マンションの外壁塗装は経費で落ちるの?勘定項目についての基本

  • 東京都の塗装職人 会社名:株式会社 カルテット
    宇野 清隆
    所在地: 東京都小平市花小金井7-18-5
    ウインズC-101
○マンション、アパートのオーナー様からご質問を頂く
「修繕費」と「資質的支出」についてご説明をさせて頂きます。

Q&A 外壁塗装工事は経費で落とせますか

Q.築14年の木造アパートを所有しているオーナーですが、外観の見栄えも悪くなってきたので、初めての外壁塗装を検討しています。
業者に見積もりをお願いしたところ、工事に必要な見積金額の提示は約40万円でした。
青色申告をしているのですが、外壁塗装工事で支出した金額は、一括で経費として計上できるのでしょうか。
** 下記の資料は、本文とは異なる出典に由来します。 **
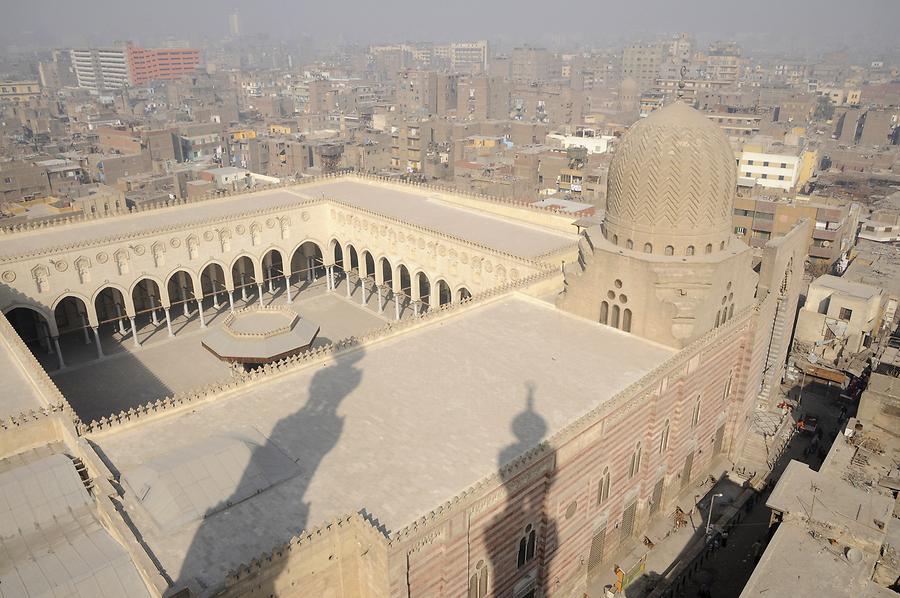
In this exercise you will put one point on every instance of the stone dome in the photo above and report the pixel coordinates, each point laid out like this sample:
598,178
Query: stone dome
671,185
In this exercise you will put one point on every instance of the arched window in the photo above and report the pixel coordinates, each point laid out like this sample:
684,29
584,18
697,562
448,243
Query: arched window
603,490
635,465
478,582
526,546
695,416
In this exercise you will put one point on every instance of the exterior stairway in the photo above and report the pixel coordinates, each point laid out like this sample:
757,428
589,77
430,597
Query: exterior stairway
774,355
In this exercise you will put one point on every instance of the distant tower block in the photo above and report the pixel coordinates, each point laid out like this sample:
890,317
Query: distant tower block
234,24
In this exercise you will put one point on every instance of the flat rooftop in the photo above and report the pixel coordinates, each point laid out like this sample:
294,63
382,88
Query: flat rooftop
396,428
413,205
18,393
426,208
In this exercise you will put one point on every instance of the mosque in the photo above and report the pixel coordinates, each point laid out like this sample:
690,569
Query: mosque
491,399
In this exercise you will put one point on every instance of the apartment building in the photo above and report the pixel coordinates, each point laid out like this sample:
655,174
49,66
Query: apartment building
774,165
128,65
641,62
19,91
468,57
101,68
758,219
531,65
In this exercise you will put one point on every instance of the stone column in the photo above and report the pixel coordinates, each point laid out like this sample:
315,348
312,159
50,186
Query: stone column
121,319
62,364
87,337
97,342
137,342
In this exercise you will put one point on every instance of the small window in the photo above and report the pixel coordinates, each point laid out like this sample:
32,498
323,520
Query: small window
603,490
526,546
635,465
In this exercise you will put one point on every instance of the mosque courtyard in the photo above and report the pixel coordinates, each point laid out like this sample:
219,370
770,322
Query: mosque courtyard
127,376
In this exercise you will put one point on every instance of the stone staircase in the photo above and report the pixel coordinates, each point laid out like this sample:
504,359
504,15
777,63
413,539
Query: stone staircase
774,354
768,435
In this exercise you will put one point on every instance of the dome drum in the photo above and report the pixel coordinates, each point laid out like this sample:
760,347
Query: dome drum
671,186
A.賃貸物件には、定期的なメンテナンスやリフォームは必要ですから、賃貸経営をしている期間には、
多額の工事代金の支出が必要になります。
そのときに、経理上、「修繕費」か「資本的支出」という選択になりますが、
税額が違ってきますから大きな問題となります。

修繕費とは、その年度の必要経費として一括に計上できる支出となります。
資本的支出とは、支払った費用が資産として計上されますので、
数年に分けて必要経費(減価償却)として処理されます。
どちらも、最終的に、所得から差し引かれる金額は同じですが、早く必要経費とした方が

手元に現金が残るので、万が一の場合でも備えがあることで安心感が生まれますので、
なるべく、単年度で経費計上できる費用は計上することをお勧め致します。
本題の「外壁塗装工事の費用40万が経費として落とせるか?
「修繕費」となるか「資本的支出」と見なされかの判断となります。

言葉の定義ですが、「修繕費」とは、汚損・破損した部分を元に戻す修繕や、
維持するための定期的な修繕のための支出となります。
一方、「資本的支出」とは、資産価値を増やすことや、耐久性を増すための支出のことをいいます。
この定義に従えば、今回のアパートの外壁塗装のための支出は新築時の状態に戻すための工事となります
ので「修繕費」と見なされます。

但し、塗装の質を上げる仕様(建築時のアクリル塗料から、耐用年数の長いフッ素塗料で塗り替える場合)、
または、外観のグレードアップが目的で一部分タイル張りにするなど、
資産価値や耐久性を増す場合は、「資本的支出」と見なされますので注意が必要です。
補足ですが、「修繕費」か「資本的支出」の判断に、「少額工事、又は周期の短い費用」は、

全額を修繕費とすることができる、という規定がありますので覚えておくとよいでしょう。
少額工事とは、「20万未満」で、周期の短いとは「だいたい3年以内」です。
要するに、資本的支出に該当するものでも工事費用が20万未満であるか、
大よそ3年以内の周期で行われている支出であれば修繕費とすることができます。

これらの2つに該当しない場合が、前述の定義に照らし合わせて「修繕費」か
「資本的支出」を判断します。
繰り返しとなりますが、「破損・汚損箇所を元に戻す修繕」なら修繕費、
「資産価値の増加や用途変更を伴う修繕」なら「資本的支出」です。

例外として、工事内容によって、どちらに当てはまるかの判断が出来ないケースがあります。
その場合は、「60万円基準」と「前期末の取得価額のおおむね10%相当額以下」という
便法がありますが、少し分かりにくいので、説明は控えます。
最後に、具体的な事例で説明して復習をします。

■浴槽のバランス釜が壊れて全室を交換する費用に300万円支払った場合でも、
内容から「修繕費」となります。但し、バランス釜から給湯器にグレードアップする場合は、
「資本的支出」となります。

■チャイム式のインターフォンから、一台4万円のテレビ付きドアホンを20室に設置をする工事の場合、
当然資産価値が上がりますが、工事代金の合計が80万円かかったとしても、一部屋当たりで
計算すれば20万未満の工事なので修繕費、あるいは消耗品費の扱いです。
内装リフォームで間取を変更した場合は、用途変更となるので「資本的支出」となります。

■入居者が退室の後の空き部屋の状態が酷く、壁や床を元に戻すために必要とする工事の費用が
10万円かかった場合は、「修繕費」となります。
このケースは、「元に戻す修繕」か「資産価値が増加する」の判断します。
建物の状態を永年に保持するには、多額の費用のかかる工事が必要になります。

費用対効果を考慮して効果の高いリフォーム工事をお勧めします。
その際に「修繕費」か「資本的支出」かの判断がとても大事です。